Exercise When You Wake Up

Carolina Bond • Feb 18, 2020

Learn to do stretching exercises when you wake up. It boosts circulation, digestion and eases back pain. By stretching first thing in the morning you are improving your brain activity, decreasing body aches and pains and increasing your energy level throughout the day.

When you stretch, ease your body into position until you feel the stretch and hold it for about 25 seconds. Breathe deeply to help your body move oxygen-rich blood to those sore muscles. Don't bounce or force yourself into an uncomfortable position.
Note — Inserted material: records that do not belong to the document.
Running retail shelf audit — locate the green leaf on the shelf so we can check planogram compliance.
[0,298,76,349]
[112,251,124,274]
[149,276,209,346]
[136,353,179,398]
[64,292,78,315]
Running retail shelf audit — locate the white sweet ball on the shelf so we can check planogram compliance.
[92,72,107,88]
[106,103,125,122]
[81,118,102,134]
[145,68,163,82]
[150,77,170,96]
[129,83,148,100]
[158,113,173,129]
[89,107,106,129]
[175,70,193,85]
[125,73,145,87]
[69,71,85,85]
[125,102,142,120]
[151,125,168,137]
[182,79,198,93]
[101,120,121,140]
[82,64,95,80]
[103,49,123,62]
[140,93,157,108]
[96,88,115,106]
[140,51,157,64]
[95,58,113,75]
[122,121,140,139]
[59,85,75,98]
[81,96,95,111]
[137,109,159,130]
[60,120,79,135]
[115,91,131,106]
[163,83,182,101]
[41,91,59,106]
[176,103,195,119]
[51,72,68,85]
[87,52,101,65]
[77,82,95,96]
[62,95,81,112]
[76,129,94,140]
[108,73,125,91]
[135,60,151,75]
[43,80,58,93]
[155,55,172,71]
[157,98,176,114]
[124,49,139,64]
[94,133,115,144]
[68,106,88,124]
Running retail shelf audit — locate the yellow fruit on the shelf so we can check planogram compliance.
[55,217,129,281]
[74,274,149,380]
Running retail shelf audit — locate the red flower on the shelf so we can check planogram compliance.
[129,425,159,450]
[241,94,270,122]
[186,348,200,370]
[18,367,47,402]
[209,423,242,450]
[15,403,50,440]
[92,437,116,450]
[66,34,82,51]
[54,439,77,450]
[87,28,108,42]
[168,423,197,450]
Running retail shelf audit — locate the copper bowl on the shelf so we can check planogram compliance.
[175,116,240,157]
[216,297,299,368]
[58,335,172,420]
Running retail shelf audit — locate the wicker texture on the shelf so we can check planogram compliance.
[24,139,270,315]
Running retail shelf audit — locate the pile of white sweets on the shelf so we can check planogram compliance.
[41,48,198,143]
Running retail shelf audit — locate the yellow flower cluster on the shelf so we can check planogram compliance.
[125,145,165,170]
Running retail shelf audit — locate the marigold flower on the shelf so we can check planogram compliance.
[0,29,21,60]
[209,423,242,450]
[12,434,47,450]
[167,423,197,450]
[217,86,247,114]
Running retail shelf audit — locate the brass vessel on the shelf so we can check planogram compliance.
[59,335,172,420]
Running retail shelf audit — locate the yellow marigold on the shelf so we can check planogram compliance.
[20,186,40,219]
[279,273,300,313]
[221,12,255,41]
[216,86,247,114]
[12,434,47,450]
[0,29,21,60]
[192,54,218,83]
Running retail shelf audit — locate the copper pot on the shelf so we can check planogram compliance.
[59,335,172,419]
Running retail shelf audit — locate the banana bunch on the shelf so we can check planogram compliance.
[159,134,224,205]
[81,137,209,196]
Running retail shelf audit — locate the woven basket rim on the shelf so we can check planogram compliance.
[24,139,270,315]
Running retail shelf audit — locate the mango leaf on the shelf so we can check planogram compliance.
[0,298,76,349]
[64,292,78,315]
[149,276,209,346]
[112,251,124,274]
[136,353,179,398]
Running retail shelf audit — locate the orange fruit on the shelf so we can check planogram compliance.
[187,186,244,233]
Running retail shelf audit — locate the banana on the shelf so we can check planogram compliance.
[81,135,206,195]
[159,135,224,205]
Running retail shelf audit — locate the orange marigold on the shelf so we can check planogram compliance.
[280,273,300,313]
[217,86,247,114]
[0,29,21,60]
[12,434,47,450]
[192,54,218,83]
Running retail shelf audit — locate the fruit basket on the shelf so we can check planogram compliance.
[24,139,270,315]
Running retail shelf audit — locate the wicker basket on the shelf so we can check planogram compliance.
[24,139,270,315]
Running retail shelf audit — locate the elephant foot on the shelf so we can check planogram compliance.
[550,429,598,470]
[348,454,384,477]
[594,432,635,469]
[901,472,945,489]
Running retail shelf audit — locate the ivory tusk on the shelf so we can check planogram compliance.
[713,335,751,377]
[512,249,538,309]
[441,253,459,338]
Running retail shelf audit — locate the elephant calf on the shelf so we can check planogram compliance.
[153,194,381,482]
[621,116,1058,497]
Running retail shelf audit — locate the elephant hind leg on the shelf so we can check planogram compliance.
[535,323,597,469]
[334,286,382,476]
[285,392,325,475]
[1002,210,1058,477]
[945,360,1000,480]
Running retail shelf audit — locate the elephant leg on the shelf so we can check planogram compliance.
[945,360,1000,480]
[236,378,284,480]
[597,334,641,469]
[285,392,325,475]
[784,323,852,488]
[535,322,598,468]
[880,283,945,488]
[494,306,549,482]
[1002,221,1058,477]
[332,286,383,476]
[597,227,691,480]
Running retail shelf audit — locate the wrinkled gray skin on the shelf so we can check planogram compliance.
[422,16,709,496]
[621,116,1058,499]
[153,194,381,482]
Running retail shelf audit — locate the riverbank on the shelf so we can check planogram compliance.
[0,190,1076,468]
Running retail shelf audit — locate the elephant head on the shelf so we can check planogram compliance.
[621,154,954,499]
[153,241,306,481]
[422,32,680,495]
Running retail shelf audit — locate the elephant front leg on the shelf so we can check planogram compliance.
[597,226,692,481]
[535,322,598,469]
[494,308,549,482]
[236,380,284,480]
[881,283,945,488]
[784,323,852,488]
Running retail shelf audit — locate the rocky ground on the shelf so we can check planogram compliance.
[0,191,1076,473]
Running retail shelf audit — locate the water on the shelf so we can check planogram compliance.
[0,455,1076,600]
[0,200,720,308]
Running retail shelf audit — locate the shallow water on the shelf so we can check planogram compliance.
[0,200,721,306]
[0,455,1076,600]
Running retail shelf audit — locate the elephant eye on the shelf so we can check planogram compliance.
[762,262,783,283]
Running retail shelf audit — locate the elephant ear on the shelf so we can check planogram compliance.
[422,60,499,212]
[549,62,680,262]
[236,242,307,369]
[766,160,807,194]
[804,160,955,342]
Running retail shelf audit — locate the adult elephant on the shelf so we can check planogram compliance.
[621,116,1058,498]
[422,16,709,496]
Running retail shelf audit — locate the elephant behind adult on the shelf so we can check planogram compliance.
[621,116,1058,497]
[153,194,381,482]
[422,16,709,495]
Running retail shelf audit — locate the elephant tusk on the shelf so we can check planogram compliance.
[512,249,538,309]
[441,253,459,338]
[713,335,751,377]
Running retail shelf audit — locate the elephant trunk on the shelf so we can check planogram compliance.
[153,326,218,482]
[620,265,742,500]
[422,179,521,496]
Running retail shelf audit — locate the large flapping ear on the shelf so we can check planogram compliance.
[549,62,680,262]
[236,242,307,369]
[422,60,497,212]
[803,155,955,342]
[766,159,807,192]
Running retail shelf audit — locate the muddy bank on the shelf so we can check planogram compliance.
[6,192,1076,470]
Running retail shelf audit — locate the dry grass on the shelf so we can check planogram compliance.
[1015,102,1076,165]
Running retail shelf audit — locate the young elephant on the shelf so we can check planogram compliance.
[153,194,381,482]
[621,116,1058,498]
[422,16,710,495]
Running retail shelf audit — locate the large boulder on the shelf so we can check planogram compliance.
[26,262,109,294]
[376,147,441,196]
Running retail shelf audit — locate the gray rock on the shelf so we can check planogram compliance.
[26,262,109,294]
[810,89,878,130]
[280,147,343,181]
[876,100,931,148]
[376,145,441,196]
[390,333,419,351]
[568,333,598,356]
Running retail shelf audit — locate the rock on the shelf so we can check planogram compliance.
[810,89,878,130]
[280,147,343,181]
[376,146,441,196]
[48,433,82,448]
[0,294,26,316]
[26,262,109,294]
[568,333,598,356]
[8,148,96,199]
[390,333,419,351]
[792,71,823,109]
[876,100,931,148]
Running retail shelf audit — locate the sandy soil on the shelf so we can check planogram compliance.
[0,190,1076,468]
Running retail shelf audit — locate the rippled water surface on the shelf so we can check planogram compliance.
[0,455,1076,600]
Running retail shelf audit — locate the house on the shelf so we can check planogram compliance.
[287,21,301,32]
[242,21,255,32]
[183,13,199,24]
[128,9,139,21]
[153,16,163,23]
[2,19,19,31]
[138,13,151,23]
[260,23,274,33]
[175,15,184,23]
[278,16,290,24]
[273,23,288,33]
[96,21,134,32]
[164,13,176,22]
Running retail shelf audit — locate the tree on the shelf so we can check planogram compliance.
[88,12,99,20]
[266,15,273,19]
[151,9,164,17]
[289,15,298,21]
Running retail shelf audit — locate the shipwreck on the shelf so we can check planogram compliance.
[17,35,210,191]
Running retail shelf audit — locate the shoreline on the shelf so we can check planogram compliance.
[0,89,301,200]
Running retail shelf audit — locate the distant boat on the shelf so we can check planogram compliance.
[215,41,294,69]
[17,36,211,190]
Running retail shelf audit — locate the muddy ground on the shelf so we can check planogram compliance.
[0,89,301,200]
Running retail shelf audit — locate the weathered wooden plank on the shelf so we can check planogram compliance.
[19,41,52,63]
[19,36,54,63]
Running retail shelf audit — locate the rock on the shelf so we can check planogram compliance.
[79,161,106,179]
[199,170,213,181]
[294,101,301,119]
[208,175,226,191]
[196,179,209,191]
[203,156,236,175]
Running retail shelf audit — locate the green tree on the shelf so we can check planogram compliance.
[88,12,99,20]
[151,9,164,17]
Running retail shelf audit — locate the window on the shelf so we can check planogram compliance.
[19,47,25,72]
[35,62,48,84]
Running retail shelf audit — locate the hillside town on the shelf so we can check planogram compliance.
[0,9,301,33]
Here is a simple morning stretch routine you can follow:

  1. Head Rolls: Slowly roll your head in a circular motion from shoulder to shoulder 5 times clockwise and 5 times counter clockwise.
  2. Cat Cow: Slowly alternate your spine from cat position to cow position. Hold each position for 5 seconds before alternating.
  3. Low Back Gap Stretch: Lay on your back and let your legs rotate the opposite way as your chest and your extended arm.
  4. Downward Dog: While on your hands and feet, keep your knees initially bent to lengthen the spine, taking the hips up and away from you. Then if possible straighten the legs, while maintaining the length in the spine.
  5. Quadriceps Stretch: Lay on your side and reach behind your back and pull your foot towards your back to get a stretch in the front of your hips and thigh.
  6. Spinal Mobility Roll: Finish off your morning stretch routine with some spinal rolls. Start by reaching up towards the ceiling. One spinal segment at a time, slowly bend forward towards your feet. Hang down at your feet for 10 seconds then gradually one spinal segment at a time roll your spine up back to the starting position.